Section 162(a) gives you the definition of a trade or business. Regardless of how you want to interpret a publication, Section 162 is the law as passed by Congress. As a further explanation you may want to read Section 1-179-2 of the IRS regulations, page 240 (that's about the sixth page of the linked document), right column, where it tells you that section 162 is the definition of a trade or business for purposes of the 179 deduction and also defines what "active conduct" of the business is. You will notice that in all of these references it is talking about the individual being in a trade (plumber, electrician, or other service) or business (which could be retail or otherwise) that the individual is an owner, either as a sole proprietor, partner or S-Corp owner. In no example or discussion does it define W-2 earnings from someone else's business as be in a trade or business. Those W-2 earnings are called "earned income" not "income from a trade or business."
If you hunt on the internet hard enough you will find that someone will tell you that you can do anything you wish in regards to taxes however that doesn't make it legal. The soucres I gave you are the actual law and regulations from Congress and the IRS.
When you fill out your own tax return, you can basically do anything you wish and hope the IRS doesn't catch it. It is usually much harder to find a professional that will fill out the forms incorrectly for you just because you "think" it is OK.
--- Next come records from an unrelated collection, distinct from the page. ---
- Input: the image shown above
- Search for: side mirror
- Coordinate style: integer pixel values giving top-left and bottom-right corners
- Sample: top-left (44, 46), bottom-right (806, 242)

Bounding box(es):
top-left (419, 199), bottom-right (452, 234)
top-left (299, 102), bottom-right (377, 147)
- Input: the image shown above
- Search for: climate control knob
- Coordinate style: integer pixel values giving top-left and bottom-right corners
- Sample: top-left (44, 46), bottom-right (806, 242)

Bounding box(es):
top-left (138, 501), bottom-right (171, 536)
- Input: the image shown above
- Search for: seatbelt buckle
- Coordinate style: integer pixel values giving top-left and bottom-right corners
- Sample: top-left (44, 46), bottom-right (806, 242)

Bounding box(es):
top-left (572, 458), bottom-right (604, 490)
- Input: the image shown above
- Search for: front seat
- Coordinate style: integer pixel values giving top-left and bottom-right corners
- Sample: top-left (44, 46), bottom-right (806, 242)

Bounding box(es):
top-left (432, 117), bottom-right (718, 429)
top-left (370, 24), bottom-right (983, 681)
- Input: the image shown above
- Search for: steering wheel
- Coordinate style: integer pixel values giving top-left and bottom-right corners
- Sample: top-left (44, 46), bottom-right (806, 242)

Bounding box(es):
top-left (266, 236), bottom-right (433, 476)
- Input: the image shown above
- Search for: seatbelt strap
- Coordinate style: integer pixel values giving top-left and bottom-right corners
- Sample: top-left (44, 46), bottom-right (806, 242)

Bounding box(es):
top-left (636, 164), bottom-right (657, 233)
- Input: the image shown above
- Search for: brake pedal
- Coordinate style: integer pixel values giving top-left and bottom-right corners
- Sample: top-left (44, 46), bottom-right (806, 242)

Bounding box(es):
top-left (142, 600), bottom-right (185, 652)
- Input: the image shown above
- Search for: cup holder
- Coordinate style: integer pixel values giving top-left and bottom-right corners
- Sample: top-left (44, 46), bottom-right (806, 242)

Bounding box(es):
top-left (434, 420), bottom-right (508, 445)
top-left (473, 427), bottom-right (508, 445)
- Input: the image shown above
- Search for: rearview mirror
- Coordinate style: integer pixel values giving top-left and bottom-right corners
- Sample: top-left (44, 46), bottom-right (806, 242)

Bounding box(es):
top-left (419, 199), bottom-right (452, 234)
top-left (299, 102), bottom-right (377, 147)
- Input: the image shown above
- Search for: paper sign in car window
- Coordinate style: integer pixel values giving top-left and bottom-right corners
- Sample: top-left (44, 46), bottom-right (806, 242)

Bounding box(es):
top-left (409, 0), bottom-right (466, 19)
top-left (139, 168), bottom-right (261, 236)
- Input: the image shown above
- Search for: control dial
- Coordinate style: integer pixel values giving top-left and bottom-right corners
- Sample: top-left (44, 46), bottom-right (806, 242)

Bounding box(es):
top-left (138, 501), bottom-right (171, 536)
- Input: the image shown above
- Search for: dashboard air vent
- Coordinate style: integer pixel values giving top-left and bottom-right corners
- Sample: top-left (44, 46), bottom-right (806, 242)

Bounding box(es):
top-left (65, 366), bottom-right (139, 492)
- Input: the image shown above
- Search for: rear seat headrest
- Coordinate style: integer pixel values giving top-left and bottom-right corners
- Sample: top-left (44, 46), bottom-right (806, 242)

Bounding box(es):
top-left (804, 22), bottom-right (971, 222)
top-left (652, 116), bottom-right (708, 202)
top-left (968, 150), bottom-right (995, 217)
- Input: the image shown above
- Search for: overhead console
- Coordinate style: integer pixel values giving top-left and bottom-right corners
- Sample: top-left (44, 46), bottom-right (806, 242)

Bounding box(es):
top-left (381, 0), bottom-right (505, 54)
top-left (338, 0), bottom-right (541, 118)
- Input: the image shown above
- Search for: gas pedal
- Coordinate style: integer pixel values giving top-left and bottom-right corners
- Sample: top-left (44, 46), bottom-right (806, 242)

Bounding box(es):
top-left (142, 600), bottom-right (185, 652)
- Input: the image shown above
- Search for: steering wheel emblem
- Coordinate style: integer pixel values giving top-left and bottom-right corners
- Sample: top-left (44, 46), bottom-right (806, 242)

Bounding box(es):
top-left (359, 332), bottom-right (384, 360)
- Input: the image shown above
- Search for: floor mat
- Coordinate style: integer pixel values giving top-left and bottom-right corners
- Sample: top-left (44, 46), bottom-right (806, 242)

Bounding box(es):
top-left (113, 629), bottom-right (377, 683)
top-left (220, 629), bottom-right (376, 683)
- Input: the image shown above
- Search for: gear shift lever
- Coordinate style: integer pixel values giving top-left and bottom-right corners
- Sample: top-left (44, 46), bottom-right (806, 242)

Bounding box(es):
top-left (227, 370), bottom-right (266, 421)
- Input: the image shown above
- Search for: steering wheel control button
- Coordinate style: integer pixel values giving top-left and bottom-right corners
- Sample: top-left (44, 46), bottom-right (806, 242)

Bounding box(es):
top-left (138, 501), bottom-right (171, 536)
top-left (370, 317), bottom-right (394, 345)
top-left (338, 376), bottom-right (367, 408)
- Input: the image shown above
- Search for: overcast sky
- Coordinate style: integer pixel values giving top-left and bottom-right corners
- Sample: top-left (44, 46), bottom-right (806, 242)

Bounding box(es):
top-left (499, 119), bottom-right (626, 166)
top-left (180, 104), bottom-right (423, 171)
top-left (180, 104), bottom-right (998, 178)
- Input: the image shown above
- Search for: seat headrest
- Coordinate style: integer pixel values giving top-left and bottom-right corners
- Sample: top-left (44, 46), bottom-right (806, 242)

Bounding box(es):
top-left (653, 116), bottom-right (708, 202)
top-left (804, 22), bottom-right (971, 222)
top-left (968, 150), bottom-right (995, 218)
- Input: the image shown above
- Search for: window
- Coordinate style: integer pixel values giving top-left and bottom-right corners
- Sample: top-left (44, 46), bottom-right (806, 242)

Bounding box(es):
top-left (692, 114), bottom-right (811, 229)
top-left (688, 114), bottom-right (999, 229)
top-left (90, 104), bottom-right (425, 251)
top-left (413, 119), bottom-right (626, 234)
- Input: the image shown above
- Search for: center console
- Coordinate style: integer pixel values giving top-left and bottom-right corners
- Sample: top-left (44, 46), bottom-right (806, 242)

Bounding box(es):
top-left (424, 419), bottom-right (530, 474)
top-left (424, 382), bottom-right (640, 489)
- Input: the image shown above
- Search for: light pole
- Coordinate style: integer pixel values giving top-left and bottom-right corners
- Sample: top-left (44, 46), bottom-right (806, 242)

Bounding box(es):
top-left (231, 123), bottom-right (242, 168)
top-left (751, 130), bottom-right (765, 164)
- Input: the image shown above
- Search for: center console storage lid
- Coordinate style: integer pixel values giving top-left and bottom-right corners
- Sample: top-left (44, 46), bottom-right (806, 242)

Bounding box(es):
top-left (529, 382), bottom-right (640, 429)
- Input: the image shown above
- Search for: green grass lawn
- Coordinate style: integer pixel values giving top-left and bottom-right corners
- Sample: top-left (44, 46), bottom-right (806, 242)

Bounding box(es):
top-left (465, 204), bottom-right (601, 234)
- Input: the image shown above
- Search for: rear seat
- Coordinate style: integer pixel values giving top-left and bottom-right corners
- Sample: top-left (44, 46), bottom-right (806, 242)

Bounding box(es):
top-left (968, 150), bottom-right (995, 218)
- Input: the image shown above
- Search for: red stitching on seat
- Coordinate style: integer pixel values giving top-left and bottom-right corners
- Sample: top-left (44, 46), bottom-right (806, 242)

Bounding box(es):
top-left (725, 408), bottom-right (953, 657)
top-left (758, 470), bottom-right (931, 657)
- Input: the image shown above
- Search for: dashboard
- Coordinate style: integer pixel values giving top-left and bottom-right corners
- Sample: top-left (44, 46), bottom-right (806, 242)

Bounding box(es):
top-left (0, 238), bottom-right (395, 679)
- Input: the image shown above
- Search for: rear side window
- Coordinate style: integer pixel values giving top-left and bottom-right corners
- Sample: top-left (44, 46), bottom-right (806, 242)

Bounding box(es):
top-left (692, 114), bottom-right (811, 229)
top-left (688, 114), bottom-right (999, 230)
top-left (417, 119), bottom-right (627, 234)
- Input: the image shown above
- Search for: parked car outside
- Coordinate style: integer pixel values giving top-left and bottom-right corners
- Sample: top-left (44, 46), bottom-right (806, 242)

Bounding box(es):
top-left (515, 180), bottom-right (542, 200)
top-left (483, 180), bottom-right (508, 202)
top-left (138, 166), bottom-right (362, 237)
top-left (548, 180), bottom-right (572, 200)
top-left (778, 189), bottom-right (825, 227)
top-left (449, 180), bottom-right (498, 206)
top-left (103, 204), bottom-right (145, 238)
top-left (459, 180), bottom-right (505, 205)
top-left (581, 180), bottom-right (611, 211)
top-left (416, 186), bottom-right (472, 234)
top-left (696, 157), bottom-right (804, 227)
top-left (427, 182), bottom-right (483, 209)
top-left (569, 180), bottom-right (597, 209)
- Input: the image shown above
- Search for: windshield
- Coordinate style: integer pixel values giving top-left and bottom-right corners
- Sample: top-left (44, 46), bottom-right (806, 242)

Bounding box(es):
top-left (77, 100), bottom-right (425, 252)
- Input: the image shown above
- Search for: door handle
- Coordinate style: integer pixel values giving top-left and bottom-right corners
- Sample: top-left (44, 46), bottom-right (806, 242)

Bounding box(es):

Thank you for the link to 1-179-2 as that clearly answers my question, but it isn't on page 6, it's on page 7.
From Page 7:
(iv) Employees. For purposes of this
section, employees are considered to be
engaged in the active conduct of the
trade or business of their employment.
Thus, wages, salaries, tips, and other
compensation (not reduced by unreimbursed
employee business expenses) derived
by a taxpayer as an employee are
included in the aggregate amount of
taxable income of the taxpayer under
paragraph (c)(1) of this section.
And paragraph (c) (1) of this section is the one that talks about the taxable income limit:
(c) Taxable income limitation—(1) In
general. The aggregate cost of section
179 property elected to be expensed
under section 179 that may be deducted
for any taxable year may not exceed
the aggregate amount of taxable income
of the taxpayer for such taxable
year that is derived from the active
conduct by the taxpayer of any trade
or business during the taxable year.
Just for giggles, I went into my tax prep package and entered a bogus return for 2011 and it appears you are right - I didn't read far enough! The W-2 wages were added to the Sch C revenue for the business income limitation on line 11 of Form 4562. I should have done that before all of this started! Now all you have to do is convince your CPA. Giving him a copy of the reg may help.